Chapter 1: Waking Up to War

In the fall of 1941, while the Imperial Japanese Army and Navy secretly stockpiled tons of materiel and readied regiments of troops to attack American and European bases in the Pacific, the officers of General Douglas MacArthur's Far East Command in the Philippines pampered themselves with the sweet pleasures of colonial life.

For most, war was only a rumor, an argument around the bar at the officers club, an opinion offered at poolside or on the putting green: let the bellicose Japanese rattle their swords -- just so much sound and fury; the little island nation would never challenge the United States, never risk arousing such a prodigious foe.

The Americans had their war plans, of course -- MacArthur had stockpiled supplies and intended to train more Filipino troops to fight alongside his doughboys -- but most of the officers in the Far East Command looked on the danger with desultory eyes. They were much too preoccupied with their diversions, their off-duty pastimes and pursuits, to dwell on such unpleasant business. To be sure, there were realists in the islands, plenty of them, but for the most part their alarms were lost in the roar of the surf or the late-afternoon rallies on the tennis court.

Worry about war? Not with Filipino houseboys, maids, chefs, gardeners and tailors looking after every need. And not in a place that had the look and sweet fragrance of paradise, a place of palm groves, white gardenias and purple bougainvillea, frangipani and orchids -- orchids everywhere, even growing out of coconut husks. At the five army posts and one navy base there were badminton and tennis courts, bowling alleys and playing fields. At Fort Stotsenberg, where the cavalry was based, the officers held weekly polo matches. It was a halcyon life, cocktails and bridge at sunset, white jackets and long gowns at dinner, good gin and Gershwin under the stars.

Word of this good life circulated among the military bases Stateside, and women who wanted adventure and romance -- self-possessed, ambitious and unattached women -- signed up to sail west. After layovers in Hawaii and Guam, their ships made for Manila Bay. At the dock a crowd was often gathered, for such arrivals were big events -- "boat days," the locals called them. A band in white uniforms played the passengers down the gangplank, then, following a greeting from their commanding officer and a brief ceremony of welcome, a car with a chauffeur carried the new nurses through the teeming streets of Manila to the Army and Navy Club, where a soft lounge chair and a restorative tumbler of gin was waiting.

Most of the nurses in the Far East Command were in the army and the majority of these worked at Sternberg Hospital, a 450-bed alabaster quadrangle on the city's south side.

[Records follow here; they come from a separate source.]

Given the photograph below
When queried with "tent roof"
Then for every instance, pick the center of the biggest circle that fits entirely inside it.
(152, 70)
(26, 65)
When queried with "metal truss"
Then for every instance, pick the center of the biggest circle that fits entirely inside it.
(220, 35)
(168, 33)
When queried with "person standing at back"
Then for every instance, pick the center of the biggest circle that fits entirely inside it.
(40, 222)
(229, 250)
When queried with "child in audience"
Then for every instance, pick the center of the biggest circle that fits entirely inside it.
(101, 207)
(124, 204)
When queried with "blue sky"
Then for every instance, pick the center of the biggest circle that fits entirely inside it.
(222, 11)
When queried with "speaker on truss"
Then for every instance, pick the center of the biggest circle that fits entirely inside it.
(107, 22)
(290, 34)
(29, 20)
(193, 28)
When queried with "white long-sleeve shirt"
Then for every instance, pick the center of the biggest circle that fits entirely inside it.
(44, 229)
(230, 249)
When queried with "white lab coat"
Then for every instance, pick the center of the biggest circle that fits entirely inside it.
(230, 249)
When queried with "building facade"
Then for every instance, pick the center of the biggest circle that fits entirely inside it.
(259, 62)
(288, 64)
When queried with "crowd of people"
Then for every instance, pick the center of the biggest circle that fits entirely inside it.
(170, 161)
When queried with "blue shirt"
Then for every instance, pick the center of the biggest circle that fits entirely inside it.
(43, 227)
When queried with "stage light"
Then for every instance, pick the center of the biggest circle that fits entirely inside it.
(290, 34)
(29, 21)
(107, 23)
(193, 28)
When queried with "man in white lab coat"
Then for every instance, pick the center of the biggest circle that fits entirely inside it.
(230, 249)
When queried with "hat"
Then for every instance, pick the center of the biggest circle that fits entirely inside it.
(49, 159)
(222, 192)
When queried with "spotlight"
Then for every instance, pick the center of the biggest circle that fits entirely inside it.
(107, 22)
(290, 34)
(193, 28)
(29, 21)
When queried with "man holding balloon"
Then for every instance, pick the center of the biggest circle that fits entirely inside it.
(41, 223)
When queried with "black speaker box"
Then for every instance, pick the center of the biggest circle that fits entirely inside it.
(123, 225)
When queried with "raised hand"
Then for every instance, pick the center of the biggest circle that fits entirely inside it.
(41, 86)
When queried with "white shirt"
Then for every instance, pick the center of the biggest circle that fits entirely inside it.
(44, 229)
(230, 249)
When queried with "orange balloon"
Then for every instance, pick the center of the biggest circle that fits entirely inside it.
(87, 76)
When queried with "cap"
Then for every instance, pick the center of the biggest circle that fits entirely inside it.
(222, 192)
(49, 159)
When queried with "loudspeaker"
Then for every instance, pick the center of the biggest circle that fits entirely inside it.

At the rear of the complex were the nurses quarters, elysian rooms with shell-filled windowpanes, bamboo and wicker furniture with plush cushions and mahogany ceiling fans gently turning the tropical air.

From her offices at Sternberg Hospital, Captain Maude Davison, a career officer and the chief nurse, administered the Army Nurse Corps in the Philippines. Her first deputy, Lieutenant Josephine "Josie" Nesbit of Butler, Missouri, also a "lifer," set the work schedules and established the routines. For most of the women the work was relatively easy and uncomplicated, the usual mix of surgical, medical and obstetric patients, rarely a difficult case or an emergency, save on pay nights or when the fleet was in port and the troops, with too much time on their hands and too much liquor in their bellies, got to brawling.

For the most part one workday blended into another. Every morning a houseboy would appear with a newspaper, then over fresh-squeezed papaya juice with a twist of lime, the women would sit and chat about the day ahead, particularly what they planned to do after work: visit a Chinese tailor, perhaps, or take a Spanish class with a private tutor; maybe go for a swim in the phosphorescent waters of the beach club.

The other posts had their pleasures as well. At Fort McKinley, seven miles from Manila, a streetcar ferried people between the post pool, the bowling alley, the movie theater and the golf course. Seventy-five miles north at Fort Stotsenberg Hospital and nearby Clark Air Field, the post social life turned on the polo matches and weekend rides into the hills where monkeys chattered like children and red-and-blue toucans and parrots called to one another in the trees. Farther north was Camp John Hay, located in the shadow of the Cordillera Central Mountains near Baguio, the unofficial summer capital and retreat for wealthy Americans and Filipinos. The air was cool in Baguio, perfect for golf, and the duffers and low-handicappers who spent every day on the well-tended fairways of the local course often imagined they were playing the finest links this side of Scotland. South of Manila, a thirty-mile drive from the capital, or a short ferry ride across the bay, sat Sangley Point Air Field, the huge Cavite Navy Yard and the U.S. Naval Hospital at Canacao. The hospital, a series of white buildings connected by passageways and shaded by mahogany trees, was set at the tip of a peninsula. Across the bay at Fort Mills on Corregidor, a small hilly island of 1,735 acres, the sea breezes left the air seven degrees cooler than in the city. Fanned by gentle gusts from the sea, the men and their dates would sit on the veranda of the officers club after dark, staring at the glimmer of the lights from the capital across the bay.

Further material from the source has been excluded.